A Gender Rights Activist working with the tribal and marginalized communities in india, Srilekha is a PhD scholar working on understanding body and sexuality among tribal girls, to fill the gaps in research around indigenous women and their stories. Srilekha has worked extensively at the grassroots level with community based organisations, through several advocacy initiatives around Gender, Mental Health, Menstrual Hygiene and Sexual and Reproductive Health Rights (SRHR) for the indigenous in Jharkhand, over the last 6 years.

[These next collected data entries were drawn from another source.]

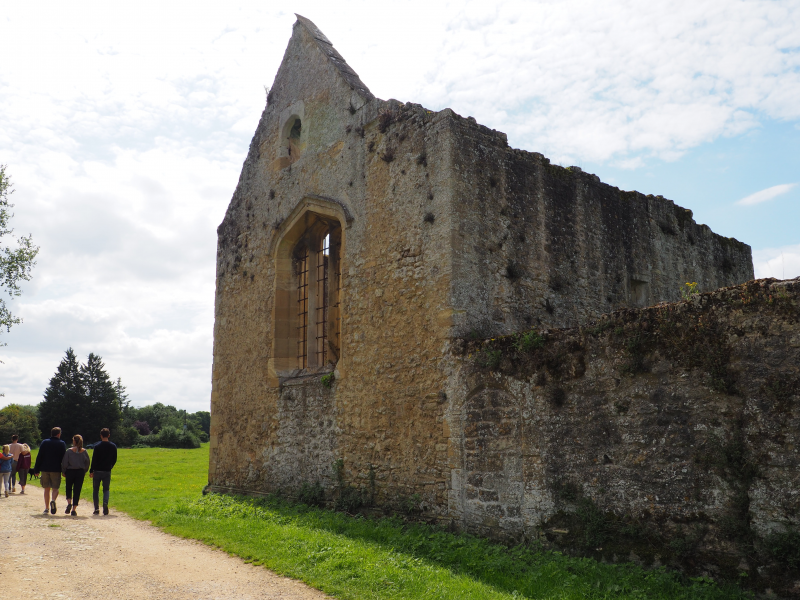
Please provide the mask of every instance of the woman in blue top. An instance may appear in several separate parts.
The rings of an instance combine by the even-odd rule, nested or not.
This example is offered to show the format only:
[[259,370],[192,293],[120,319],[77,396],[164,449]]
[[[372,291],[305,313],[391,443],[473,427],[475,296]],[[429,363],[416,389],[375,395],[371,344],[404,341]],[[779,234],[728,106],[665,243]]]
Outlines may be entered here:
[[11,455],[11,447],[6,444],[3,446],[3,454],[0,455],[0,491],[6,493],[6,498],[8,498],[8,490],[11,487],[11,466],[14,461],[14,457]]

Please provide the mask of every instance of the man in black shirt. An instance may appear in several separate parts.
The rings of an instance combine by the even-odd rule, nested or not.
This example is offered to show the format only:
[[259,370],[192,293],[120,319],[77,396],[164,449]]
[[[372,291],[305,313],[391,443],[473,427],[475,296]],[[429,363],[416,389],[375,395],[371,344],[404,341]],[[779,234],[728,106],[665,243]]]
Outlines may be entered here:
[[[50,439],[44,440],[39,446],[36,464],[33,465],[33,474],[42,474],[44,514],[47,514],[48,505],[50,512],[56,514],[56,498],[58,498],[58,488],[61,487],[61,459],[66,453],[67,445],[61,440],[61,427],[53,427]],[[52,499],[50,498],[51,490],[53,492]]]
[[100,514],[100,483],[103,484],[103,514],[108,514],[108,488],[111,487],[111,469],[117,464],[117,446],[108,441],[108,427],[100,430],[100,443],[94,447],[89,477],[93,482],[94,514]]

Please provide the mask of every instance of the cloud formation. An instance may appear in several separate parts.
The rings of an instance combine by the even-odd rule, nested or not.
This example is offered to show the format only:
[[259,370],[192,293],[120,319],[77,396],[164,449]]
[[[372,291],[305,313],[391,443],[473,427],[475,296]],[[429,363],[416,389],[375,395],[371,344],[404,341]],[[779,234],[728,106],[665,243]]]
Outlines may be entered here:
[[783,248],[754,250],[753,268],[757,279],[762,277],[774,277],[775,279],[800,277],[800,244]]
[[739,206],[752,206],[753,204],[761,204],[762,202],[766,202],[767,200],[772,200],[773,198],[777,198],[778,196],[782,196],[783,194],[790,192],[792,189],[797,186],[796,183],[783,183],[781,185],[773,185],[772,187],[768,187],[765,190],[761,190],[760,192],[756,192],[755,194],[750,194],[749,196],[745,196],[736,204]]
[[798,47],[796,3],[470,1],[418,92],[556,159],[671,160],[799,118]]
[[0,403],[38,402],[72,346],[135,404],[207,408],[216,227],[295,10],[376,95],[562,163],[641,168],[800,119],[791,0],[6,6],[0,163],[41,252],[12,304],[25,322],[0,338]]

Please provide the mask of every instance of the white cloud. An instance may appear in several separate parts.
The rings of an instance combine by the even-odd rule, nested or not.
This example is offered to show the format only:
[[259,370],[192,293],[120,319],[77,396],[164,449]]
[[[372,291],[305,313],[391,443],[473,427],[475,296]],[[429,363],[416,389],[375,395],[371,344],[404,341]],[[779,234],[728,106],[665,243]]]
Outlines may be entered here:
[[674,157],[800,117],[795,2],[485,4],[451,5],[415,95],[559,162]]
[[73,346],[135,403],[207,407],[216,227],[294,11],[377,96],[450,106],[560,164],[637,168],[800,118],[793,0],[4,6],[0,163],[42,250],[0,403],[38,402]]
[[41,252],[12,304],[24,323],[3,335],[3,403],[38,403],[71,346],[100,354],[136,404],[207,409],[216,227],[239,164],[154,144],[105,160],[51,150],[13,172],[17,231]]
[[741,200],[738,200],[736,204],[740,206],[752,206],[753,204],[761,204],[762,202],[766,202],[767,200],[772,200],[773,198],[782,196],[783,194],[794,189],[796,185],[797,185],[796,183],[783,183],[781,185],[773,185],[772,187],[768,187],[767,189],[761,190],[760,192],[756,192],[755,194],[750,194],[749,196],[745,196]]
[[753,268],[757,279],[800,277],[800,244],[753,250]]

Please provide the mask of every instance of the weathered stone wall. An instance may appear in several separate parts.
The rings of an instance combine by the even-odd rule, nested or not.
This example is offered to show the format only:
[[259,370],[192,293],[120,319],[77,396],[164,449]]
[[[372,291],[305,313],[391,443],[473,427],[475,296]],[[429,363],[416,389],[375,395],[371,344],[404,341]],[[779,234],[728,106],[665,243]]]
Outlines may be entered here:
[[783,593],[800,580],[800,279],[458,351],[462,527]]
[[621,307],[753,279],[750,247],[661,196],[509,148],[451,111],[457,335],[574,327]]
[[[315,214],[341,229],[340,346],[338,360],[301,370],[287,354],[295,340],[287,338],[294,334],[286,247]],[[749,247],[696,225],[669,201],[511,150],[503,134],[450,110],[374,98],[305,19],[295,25],[218,233],[212,489],[296,495],[319,483],[329,501],[361,490],[375,506],[528,537],[543,520],[571,518],[601,488],[597,506],[624,499],[631,518],[644,519],[642,498],[652,495],[659,499],[647,500],[650,514],[672,515],[677,496],[658,483],[672,467],[658,462],[650,446],[661,438],[647,437],[647,428],[683,431],[670,419],[683,423],[689,411],[685,428],[695,431],[722,406],[739,410],[723,392],[708,400],[697,387],[702,369],[677,358],[653,362],[647,354],[631,363],[630,377],[614,375],[627,351],[620,344],[631,339],[627,321],[585,340],[585,330],[550,333],[541,353],[526,355],[527,366],[501,348],[481,354],[491,359],[487,367],[475,367],[459,336],[585,323],[614,308],[675,299],[686,280],[703,289],[740,283],[752,275]],[[688,311],[680,313],[688,319],[705,310],[687,308],[694,306],[624,314],[635,321],[648,311]],[[645,338],[641,347],[651,352]],[[736,344],[723,336],[712,347]],[[511,362],[489,368],[494,356]],[[667,380],[653,383],[659,369]],[[711,372],[718,389],[734,391],[727,370]],[[689,404],[672,400],[683,395]],[[600,418],[608,402],[622,408]],[[653,408],[661,416],[634,418],[659,402],[668,405],[663,415]],[[604,450],[598,466],[592,448],[601,439],[626,450]],[[682,439],[665,438],[656,450],[689,456]],[[643,450],[634,456],[635,444]],[[683,471],[674,476],[684,485]],[[698,481],[698,489],[717,485]],[[647,491],[658,485],[658,493]],[[754,503],[771,501],[766,491],[756,496]]]
[[[314,31],[295,26],[219,228],[209,480],[296,491],[329,485],[344,457],[348,480],[381,463],[381,483],[444,502],[446,438],[429,423],[441,431],[451,326],[448,138],[434,113],[353,84]],[[291,152],[287,114],[302,118]],[[275,243],[306,201],[346,215],[341,358],[287,371],[273,356]]]

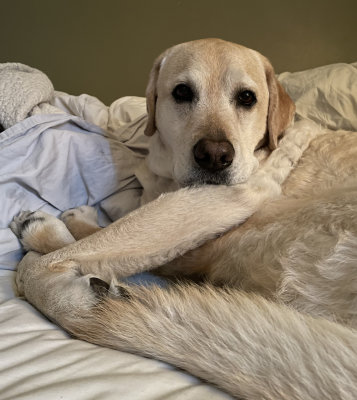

Srilekha has also contributed to sustainable livelihood projects and legal aid programs for survivors of sex trafficking. She has been conducting research based programs on maternal health, mental health, gender based violence, sex and sexuality. Her interest lies in conducting workshops for young people on life skills, feminism, gender and sexuality, trauma, resilience and interpersonal relationships.

A Guwahati-based college student pursuing her Masters in Tata Institute of Social Sciences, Bidisha started the #BleedwithDignity campaign on the technology platform Change.org, demanding that the Government of Assam install
biodegradable sanitary pad vending machines in all government schools across the state. Her petition on Change.org has already gathered support from over 90000 people and continues to grow.

Bidisha was selected in Change.org’s flagship program ‘She Creates Change’ having run successful online advocacy
campaigns, which were widely recognised. Through the #BleedwithDignity campaign; she organised and celebrated World Menstrual Hygiene Day, 2019 in Guwahati, Assam by hosting a wall mural by collaborating with local organisations. The initiative was widely covered by national and local media, and the mural was later inaugurated by the event’s chief guest Commissioner of Guwahati Municipal Corporation (GMC) Debeswar Malakar, IAS.